Referrals to community health services are all set to go digital.
The move is being hailed as an important step on the road to a fully integrated health record.
Referrals to and from various services - including GP surgeries, adult community nursing, children and families, podiatry, Hospice, adult speech and language therapy and Quit 4 You - can now been made paperless.
This will result in speedier referrals, without the need for paper requests to be sent, received and logged.
The system automatically fills in the necessary forms and paperwork, so that doctors and other healthcare professionals no longer have to do so, allowing them to spend more time focused on their clinical tasks and reducing red tape and bureaucracy.
This is estimated to result in a reduction in related temporary staff costs of 15% per annum within the next two years.

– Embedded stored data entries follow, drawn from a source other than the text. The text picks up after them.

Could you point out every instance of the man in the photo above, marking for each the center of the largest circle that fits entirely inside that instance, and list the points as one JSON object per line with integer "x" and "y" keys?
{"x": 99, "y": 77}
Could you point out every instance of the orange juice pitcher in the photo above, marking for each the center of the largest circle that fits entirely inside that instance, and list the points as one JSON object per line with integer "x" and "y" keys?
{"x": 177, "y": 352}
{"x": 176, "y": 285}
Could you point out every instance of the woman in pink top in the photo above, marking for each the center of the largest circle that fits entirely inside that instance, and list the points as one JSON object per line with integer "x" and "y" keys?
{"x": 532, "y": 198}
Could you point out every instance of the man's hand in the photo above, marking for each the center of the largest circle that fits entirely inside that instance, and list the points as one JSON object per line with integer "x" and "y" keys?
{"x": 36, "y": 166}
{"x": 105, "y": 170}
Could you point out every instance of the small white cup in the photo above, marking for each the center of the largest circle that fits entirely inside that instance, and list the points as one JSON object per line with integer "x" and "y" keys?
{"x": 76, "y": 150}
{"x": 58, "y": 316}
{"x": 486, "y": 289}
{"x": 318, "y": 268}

Costs for temporary bank staff for community health services for the last financial year were £108,000.
It also promises a substantial decrease in the amount of paper used across all community services, and the accompanying reduction in associated costs, estimated at 20% per annum, as well as eliminating the risk of referrals being mislaid, misunderstood or misfiled.
Print and stationery costs for community health services in the 2017-18 financial year were £44,000.
In a paper-based system a file can only be viewed by one user at a time. The new digital system, which is the same as that already used by the island’s GPs, permits several users to access a patient’s file simultaneously. This ensures that clinicians will always have the most up to date file available when they need it.
If a patient gives consent then the new system also allows specialist clinicians to view a patient’s GP record, with the exception of the GP’s hand-written notes, and vice versa.
To ensure patient confidentiality and transparency, the system can be audited at any point, ensuring that patients are able to see exactly who accessed any record and when it was done.
Another development has been the implementation of mobile working. This means that clinicians visiting patients out in the community can view and amend the patient’s medical records, as well as having the ability to view the GP records on a mobile device.
There is now no need for paper records to be carried by clinicians, further securing patient data.
Health and Social Care Minister David Ashford said: ’The final goal is to move to a fully integrated digital healthcare record for all. We’re not quite there yet but this is a real move towards achieving that.’